In the mempool we have a lot of algorithms which depend on rather computationally expensive state tracking. The state tracking algorithms we use make a lot of algorithms inefficient because we’re inserting into various sets that grow with the number of ancestors and descendants, or we may have to iterate multiple times of data we’ve already seen.
To address these inefficiencies, we can closely limit the maximum possible data we iterate and reject transactions above the limits.
However, a rational miner/user will purchase faster hardware and raise these limits to be able to collect more fee revenue or process more transactions. Further, changes coming from around the ecosystem (lightning, OP_SECURETHEBAG) have critical use cases which benefit when the mempool has fewer limitations.
Rather than use expensive state tracking, we can do something simpler. Like Hansel and Gretel, we can leave breadcrumbs in the mempool as we traverse it, so we can know if we are going somewhere we’ve already been. Luckily, in bitcoind there are no birds!
These breadcrumbs are a uint64_t epoch per CTxMemPoolEntry. (64 bits is enough that it will never overflow). The mempool also has a counter.
Every time we begin traversing the mempool, and we need some help tracking state, we increment the mempool’s counter. Any CTxMemPoolEntry with an epoch less than the MemPools has not yet been touched, and should be traversed and have it’s epoch set higher.

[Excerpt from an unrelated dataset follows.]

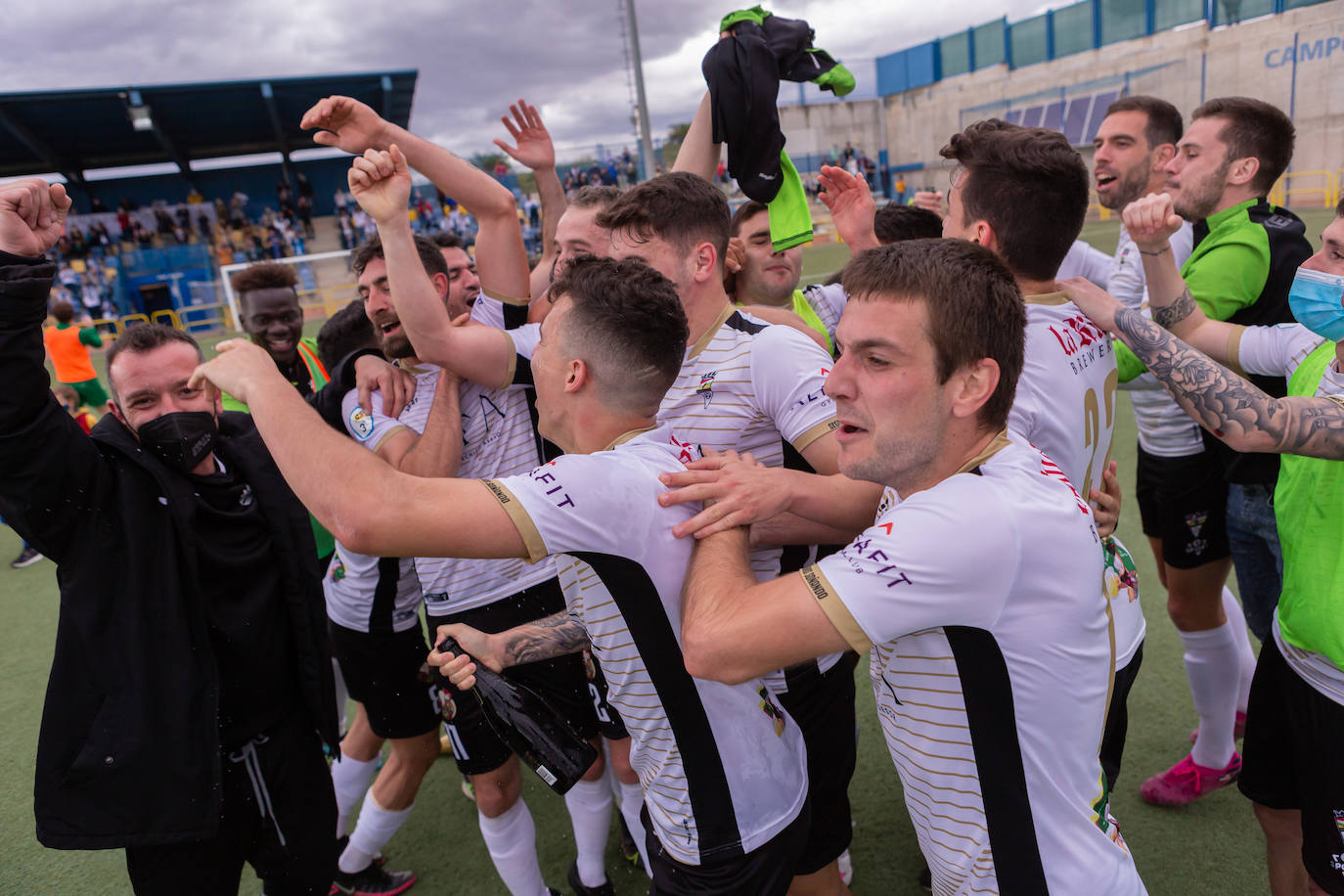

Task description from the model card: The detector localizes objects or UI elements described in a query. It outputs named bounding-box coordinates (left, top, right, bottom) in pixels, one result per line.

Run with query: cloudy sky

Given the one-to-one mapping between CTxMemPool entries and transactions, this is a safe way to cache data.
Using these bread-crumbs allows us to get rid of many of the std::set accumulators in favor of a std::vector as we no longer rely on the de-duplicative properties of std::set.
We can also improve many of the related algorithms to no longer make heavy use of heapstack based processing.